In accordance with the Charities Act, an individual is currently prevented from acting as a charity trustee if they have an unspent conviction for an offence of dishonesty or deception. However, the Charity Commission have sought to extend the scope of automatic disqualification to include convictions for theft, fraud, terrorist offences, perjury, money laundering and misconduct in public office. You may be surprised to know that it [Charities (Protection and Social Investment) Act 2016] affects not just trustees but also senior managers or staff with “control over money” will also be disqualified if they have a conviction relating to any of the specified offences.
All those affected will either have to resign from their positions or to apply to the Charity Commission for a waiver, which will be considered on a case by case basis. If they fail to do so, and they are discovered to be subject to the automatic disqualification rules while in post, the charity will have to dismiss them and notify the police and the Commission.
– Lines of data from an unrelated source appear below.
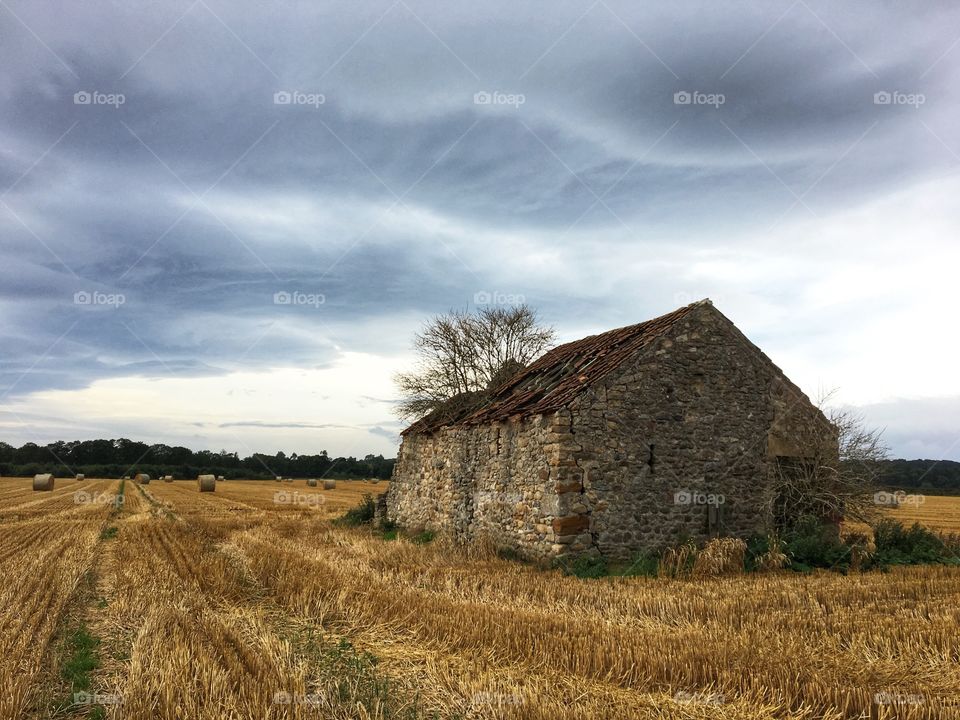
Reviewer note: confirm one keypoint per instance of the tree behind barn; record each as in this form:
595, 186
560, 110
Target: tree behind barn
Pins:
463, 353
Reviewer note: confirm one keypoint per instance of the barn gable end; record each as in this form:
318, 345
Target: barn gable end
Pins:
633, 439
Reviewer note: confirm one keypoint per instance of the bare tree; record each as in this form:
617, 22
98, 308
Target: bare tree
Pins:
462, 353
839, 471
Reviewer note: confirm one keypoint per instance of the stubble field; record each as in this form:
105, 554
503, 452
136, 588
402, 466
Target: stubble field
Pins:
245, 604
This legislation will have a major impact on the Charity sector. Anyone with these convictions may be a good employee offering useful skills and/or experience to the charity but they must be dismissed.
We await guidance from the Charity Commission but meanwhile charities seeking to recruit new trustees should make sure they:
- check the Commission’s list of removed trustees before any appointments, and
- ask any new trustee to sign the Commission’s Declaration of Eligibility and Responsibility to confirm they are able to act.
It would also be prudent to make appropriate enquiries of any new senior managers before appointment. Charities should start checking their position regarding existing trustees and senior management, as well.